The logical page address of the next page is obtained by inputting the logical page address of the counter (1), and the TLB
The logical page address of the next page is obtained from the entry corresponding to the next page of (9), and the logical page address of the next page obtained from the +1 circuit (2) and the logical page address of the next page obtained from TLB (9). Compare the address with the comparator (3),
If the comparison result shows a mismatch, the logical page address of the next page obtained from the +1 circuit (2) is used as the address conversion processing unit.
(7) executes the send address conversion process, writes the physical page address and the corresponding logical page address output from the address conversion processing unit (7) to the TLB register (10) and validates the TLB register (10). Check the valid bit of the TLB register (10) when the program counter (1) shows the value immediately before moving to the next page by setting the bit to the value indicating valid.

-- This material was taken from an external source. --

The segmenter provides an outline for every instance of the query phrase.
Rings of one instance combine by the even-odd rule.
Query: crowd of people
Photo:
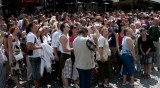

TLB register when the valid bit indicates valid
The physical page address of (10) is used to prefetch the first instruction of the next page, and the pair of the logical page address and physical page address of the TLB register (10) is set to T.
A virtual memory device, characterized in that it is arranged to perform control for registration in the LB (9). 3. The virtual memory device according to claim 2, wherein the address translation arithmetic unit (6) is an arithmetic unit different from the arithmetic unit for performing instruction processing.